A common mistake: Using interest-based audiences (e.g. "Fitness Enthusiasts") as your primary signal for a health or wellness DTC brand. These are too broad and teach the algorithm almost nothing specific about your buyer. Layer them underneath customer lists and custom search segments, not instead of them.
Do Signals Matter Less as a Campaign Matures?
Yes — and this is the nuance most guides skip. Once a PMax campaign has accumulated several hundred conversions, Google's algorithm has enough real signal from your own account to optimize without relying heavily on the audience signals you provided at launch. At that point, the signals become less influential and the campaign is effectively self-directing based on observed conversion patterns.
This means the impact of your audience signal setup is front-loaded. A new campaign with weak signals (or no signals) will spend more budget learning before it gets efficient. A new campaign with strong, specific signals — especially a customer list — will typically reach target ROAS or CPA faster and with less wasted spend during the learning phase.
Practical Setup for a DTC Brand
For most eCommerce accounts, this is the signal stack we use at launch. Add one asset group per audience theme if your product catalog supports it, and keep signals tight to each theme:
- Purchasers list (all-time, or 180-day window minimum)

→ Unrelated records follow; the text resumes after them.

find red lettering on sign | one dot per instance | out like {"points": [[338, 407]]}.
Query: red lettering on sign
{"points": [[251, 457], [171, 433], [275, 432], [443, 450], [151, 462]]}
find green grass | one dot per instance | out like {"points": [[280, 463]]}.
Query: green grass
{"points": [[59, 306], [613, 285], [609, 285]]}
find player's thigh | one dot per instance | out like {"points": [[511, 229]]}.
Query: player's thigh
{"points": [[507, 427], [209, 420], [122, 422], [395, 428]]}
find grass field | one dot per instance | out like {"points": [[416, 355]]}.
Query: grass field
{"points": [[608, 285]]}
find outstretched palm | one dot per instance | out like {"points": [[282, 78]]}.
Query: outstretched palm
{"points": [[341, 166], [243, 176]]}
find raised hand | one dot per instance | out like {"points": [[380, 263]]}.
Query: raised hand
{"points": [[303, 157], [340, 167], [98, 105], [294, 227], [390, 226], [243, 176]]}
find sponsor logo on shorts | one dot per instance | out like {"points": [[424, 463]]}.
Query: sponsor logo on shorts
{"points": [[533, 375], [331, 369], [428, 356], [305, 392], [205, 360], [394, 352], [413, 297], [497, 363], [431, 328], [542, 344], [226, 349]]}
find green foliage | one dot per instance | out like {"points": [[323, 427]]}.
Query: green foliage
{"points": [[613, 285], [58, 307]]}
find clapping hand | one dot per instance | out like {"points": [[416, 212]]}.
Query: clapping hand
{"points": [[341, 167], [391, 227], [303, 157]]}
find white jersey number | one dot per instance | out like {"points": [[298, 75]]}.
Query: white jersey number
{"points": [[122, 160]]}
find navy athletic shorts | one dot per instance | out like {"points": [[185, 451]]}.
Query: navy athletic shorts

- Cart abandoners and product page visitors (30-day window)
- Custom segment: search terms matching your core category keywords
- If you have less than 1,000 in your customer list, add one relevant in-market audience as a secondary signal to compensate for the thin data
Keep the signal inputs reasonably specific. If you sell one product line, a single tightly defined set of signals per asset group is better than a wide collection of loosely related audiences.
Bottom Line
Audience signals in PMax do matter — most for new campaigns, less for established ones with strong conversion history. The biggest lever is uploading a real customer list before you launch. Everything else is secondary. If your PMax campaigns are already live and performing, revisiting signals is unlikely to move the needle much. But for any new campaign or account build, spending 20 minutes on signal quality upfront will save you weeks of inefficient spend in the learning phase.